To me, when I got in there you could see it was a little bit of a short-term camp. Ten people in that, the place would have folded like a pack of cards in ten minutes. But for the three of us, I liked it. You had a beautiful river there, and a rock face like Mount Rushmore but in Scrub camp, in Camp Crap. But instead of presidents’ faces, we saw bulldog faces, women’s faces, gorilla’s faces – a full dinosaur. Phil and Andy saw them. And they weren’t chiselled in. This was natural rock. It was wild. I could have spent all day looking at this stuff. Then Phil took it a step further because he then started seeing cheese in the rocks!

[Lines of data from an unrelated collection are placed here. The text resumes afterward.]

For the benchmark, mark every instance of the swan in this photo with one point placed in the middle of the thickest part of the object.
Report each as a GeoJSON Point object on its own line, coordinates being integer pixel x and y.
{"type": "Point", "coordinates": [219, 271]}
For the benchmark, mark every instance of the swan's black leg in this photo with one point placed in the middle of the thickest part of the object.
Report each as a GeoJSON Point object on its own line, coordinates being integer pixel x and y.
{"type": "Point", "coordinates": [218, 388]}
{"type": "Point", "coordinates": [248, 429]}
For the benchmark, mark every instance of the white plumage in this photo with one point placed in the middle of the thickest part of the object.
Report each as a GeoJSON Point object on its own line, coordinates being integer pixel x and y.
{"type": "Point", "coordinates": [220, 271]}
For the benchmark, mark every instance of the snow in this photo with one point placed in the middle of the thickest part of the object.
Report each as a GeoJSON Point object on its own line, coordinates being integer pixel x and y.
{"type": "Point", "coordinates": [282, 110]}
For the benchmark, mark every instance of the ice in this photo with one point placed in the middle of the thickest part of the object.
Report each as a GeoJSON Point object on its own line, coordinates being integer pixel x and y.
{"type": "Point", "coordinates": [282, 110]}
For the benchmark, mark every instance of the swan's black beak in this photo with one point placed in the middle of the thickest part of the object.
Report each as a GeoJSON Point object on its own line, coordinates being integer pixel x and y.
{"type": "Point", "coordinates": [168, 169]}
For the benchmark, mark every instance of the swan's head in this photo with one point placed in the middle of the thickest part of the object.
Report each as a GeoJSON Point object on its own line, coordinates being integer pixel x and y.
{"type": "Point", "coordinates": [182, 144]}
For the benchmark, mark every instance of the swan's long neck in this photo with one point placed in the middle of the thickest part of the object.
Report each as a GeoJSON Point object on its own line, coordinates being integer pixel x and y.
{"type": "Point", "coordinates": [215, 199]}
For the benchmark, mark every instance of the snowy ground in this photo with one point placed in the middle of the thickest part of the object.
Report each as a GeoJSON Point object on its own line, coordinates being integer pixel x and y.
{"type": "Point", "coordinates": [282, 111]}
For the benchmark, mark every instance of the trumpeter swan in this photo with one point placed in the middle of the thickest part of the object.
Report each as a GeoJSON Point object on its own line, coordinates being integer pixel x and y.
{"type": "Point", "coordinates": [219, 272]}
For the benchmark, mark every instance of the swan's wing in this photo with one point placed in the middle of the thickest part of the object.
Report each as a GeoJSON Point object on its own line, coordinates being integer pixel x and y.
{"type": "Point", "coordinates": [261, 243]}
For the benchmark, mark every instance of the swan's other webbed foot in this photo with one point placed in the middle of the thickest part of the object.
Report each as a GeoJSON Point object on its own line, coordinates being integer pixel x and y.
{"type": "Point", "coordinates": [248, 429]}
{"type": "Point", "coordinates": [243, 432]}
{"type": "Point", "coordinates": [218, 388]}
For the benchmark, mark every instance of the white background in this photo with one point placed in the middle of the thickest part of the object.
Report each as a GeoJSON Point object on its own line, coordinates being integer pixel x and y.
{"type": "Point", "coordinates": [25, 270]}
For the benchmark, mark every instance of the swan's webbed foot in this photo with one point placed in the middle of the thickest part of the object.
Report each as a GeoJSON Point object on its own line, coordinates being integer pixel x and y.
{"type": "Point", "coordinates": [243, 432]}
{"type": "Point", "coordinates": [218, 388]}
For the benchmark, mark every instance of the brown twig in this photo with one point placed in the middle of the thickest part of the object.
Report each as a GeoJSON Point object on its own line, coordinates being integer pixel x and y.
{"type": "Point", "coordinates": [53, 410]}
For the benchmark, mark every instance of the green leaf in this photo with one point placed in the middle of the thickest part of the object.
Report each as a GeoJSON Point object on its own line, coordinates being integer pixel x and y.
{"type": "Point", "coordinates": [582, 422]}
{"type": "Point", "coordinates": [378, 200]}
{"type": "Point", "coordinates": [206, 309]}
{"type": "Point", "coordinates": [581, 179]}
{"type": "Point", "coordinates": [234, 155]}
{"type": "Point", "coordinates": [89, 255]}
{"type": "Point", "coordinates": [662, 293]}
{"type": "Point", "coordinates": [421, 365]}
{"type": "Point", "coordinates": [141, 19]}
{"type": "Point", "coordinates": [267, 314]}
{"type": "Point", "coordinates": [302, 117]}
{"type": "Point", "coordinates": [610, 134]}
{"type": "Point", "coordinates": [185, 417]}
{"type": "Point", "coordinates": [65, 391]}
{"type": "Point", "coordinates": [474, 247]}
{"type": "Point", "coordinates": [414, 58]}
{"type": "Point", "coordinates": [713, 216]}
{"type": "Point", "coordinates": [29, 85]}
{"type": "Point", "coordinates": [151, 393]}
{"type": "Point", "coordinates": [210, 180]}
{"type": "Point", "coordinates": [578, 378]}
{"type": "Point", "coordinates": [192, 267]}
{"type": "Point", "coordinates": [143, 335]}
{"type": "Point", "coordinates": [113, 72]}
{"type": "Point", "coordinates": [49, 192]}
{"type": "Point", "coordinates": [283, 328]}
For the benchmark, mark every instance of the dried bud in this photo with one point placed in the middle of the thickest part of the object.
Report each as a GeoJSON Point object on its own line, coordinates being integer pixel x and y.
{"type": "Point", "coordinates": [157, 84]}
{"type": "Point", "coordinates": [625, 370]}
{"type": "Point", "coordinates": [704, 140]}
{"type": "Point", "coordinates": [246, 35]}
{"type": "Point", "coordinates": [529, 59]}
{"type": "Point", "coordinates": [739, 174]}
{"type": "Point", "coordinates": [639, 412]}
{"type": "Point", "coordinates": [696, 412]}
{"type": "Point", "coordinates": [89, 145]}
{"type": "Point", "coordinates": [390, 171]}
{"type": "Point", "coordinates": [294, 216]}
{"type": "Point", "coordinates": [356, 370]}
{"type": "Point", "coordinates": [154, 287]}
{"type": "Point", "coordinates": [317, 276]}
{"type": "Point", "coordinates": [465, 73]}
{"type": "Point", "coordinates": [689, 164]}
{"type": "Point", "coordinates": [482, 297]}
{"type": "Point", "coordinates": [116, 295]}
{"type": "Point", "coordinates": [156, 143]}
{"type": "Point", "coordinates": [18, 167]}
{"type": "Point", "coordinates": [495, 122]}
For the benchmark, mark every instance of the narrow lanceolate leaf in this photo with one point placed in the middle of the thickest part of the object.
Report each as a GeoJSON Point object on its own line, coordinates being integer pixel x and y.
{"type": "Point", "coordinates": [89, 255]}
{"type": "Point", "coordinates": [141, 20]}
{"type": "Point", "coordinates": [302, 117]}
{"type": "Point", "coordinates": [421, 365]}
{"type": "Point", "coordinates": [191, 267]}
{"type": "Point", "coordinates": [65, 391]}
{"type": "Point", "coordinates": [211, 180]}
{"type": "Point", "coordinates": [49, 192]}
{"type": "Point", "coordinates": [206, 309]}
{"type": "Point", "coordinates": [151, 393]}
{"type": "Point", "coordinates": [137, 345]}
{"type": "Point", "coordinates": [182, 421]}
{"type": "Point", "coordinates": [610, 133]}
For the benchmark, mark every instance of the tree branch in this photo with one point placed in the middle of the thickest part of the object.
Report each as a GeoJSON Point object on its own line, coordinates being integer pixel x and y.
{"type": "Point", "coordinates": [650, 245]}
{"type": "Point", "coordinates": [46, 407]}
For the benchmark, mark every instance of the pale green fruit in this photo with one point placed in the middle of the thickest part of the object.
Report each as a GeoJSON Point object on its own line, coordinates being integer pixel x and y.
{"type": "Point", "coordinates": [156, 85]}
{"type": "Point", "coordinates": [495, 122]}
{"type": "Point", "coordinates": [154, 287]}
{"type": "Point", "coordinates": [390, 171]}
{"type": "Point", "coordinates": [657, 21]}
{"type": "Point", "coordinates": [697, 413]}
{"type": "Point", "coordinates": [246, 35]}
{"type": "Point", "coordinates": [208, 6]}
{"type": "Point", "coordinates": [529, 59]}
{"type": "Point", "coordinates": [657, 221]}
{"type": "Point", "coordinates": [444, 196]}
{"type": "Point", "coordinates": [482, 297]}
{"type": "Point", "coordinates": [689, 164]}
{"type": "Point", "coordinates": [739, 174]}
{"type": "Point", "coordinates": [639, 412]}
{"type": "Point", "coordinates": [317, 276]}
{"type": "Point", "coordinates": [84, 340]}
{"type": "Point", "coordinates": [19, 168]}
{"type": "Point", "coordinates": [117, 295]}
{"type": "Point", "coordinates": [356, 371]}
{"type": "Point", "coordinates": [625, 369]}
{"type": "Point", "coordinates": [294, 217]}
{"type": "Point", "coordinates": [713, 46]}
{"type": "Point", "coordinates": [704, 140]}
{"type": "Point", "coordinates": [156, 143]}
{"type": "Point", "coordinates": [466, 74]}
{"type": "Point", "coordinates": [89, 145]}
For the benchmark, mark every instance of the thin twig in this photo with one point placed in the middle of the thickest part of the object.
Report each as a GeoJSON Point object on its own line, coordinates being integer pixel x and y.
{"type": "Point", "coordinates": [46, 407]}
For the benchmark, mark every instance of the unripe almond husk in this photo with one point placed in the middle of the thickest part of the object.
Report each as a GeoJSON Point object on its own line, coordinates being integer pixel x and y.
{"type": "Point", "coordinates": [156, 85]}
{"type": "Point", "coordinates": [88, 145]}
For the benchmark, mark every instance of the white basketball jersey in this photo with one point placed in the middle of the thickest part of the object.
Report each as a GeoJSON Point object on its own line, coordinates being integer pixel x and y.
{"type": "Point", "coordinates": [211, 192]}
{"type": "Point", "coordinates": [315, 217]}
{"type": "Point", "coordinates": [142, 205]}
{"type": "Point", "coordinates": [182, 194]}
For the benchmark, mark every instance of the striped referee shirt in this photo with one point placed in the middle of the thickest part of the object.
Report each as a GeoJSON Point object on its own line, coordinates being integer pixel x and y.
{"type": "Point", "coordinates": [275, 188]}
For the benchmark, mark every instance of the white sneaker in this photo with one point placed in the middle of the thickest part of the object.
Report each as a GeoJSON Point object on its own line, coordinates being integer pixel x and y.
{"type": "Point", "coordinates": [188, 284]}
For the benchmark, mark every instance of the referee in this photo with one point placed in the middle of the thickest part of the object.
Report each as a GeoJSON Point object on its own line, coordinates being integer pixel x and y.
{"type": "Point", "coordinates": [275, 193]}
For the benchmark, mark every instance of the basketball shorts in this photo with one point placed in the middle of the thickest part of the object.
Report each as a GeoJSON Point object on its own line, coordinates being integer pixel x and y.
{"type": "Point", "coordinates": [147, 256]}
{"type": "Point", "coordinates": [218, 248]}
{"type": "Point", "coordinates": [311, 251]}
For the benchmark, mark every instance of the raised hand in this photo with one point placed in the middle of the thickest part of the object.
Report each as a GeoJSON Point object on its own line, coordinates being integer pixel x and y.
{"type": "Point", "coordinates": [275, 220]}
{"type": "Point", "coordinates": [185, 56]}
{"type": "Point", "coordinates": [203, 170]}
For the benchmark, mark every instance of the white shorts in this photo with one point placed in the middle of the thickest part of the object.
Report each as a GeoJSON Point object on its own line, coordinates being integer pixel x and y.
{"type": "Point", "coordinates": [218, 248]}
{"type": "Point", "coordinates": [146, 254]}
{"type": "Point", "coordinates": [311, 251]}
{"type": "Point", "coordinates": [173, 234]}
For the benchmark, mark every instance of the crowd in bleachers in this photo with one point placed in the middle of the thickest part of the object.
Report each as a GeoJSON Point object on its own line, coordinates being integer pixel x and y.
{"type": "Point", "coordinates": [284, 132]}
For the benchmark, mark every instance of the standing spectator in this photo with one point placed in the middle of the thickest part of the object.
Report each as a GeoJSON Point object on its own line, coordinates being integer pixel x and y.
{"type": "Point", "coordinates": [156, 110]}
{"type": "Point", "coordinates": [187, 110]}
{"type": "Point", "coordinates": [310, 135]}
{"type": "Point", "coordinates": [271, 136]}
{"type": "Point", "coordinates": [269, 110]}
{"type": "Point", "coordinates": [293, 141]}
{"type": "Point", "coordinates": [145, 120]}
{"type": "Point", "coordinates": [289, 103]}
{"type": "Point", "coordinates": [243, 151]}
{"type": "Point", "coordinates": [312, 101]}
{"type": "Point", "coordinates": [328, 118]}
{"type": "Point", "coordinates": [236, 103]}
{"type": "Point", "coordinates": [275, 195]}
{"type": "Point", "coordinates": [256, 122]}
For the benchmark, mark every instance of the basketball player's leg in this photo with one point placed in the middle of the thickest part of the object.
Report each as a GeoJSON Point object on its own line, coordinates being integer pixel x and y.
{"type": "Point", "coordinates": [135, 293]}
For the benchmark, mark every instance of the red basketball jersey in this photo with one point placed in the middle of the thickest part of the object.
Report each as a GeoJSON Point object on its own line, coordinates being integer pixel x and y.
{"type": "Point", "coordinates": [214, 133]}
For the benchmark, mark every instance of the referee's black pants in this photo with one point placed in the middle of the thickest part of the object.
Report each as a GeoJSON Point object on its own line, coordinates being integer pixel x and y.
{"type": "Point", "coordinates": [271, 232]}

Before you entered camp, you said how much you enjoyed sleeping outside in Australia the first time round. Did you enjoy it again this time?
Yeah. I loved it in Australia. I used to enjoy it as a kid, I’ve always loved the outside. It’s illegal to go wild camping in the UK. You can’t just get your sleeping bag and think, ‘I’m just going to sleep there for the night.’ But I’ve always enjoyed the outside. The only problem I had this time is I’ve got a hip replacement. It’s a fake hip and my other hip is on its way out. The one thing I didn’t think about before I went in there was how low the beds were. I just didn’t think about that. And it really is too low for me. The specialist told me not to sit on anything low and I forgot. When I woke up one morning, I’m way below the right level. I wake up, swing my legs round and then the next thing, the whole camp heard my hip crack. It was painful. So from then on, I was conscious of it happening again – my leg goes behind and could have ended up in North Africa [laughs]!
What was your worst moment in camp?
Well apart from the hip situation, I don’t think I had a worse moment. Even with the rice and beans, it didn’t bother me. At the end of the day, it’s only a few weeks on rice and beans, that’s fine.
What’s your best memory?
My best stuff was me, Andy and Phil in Crap Camp [Savannah Scrub]. That was a laugh, that. Me and the boys in crap camp. So yeah, I enjoyed that. I asked for Phil to be sent over [to Savannah Scrub from main camp] and thank god he really didn’t mind.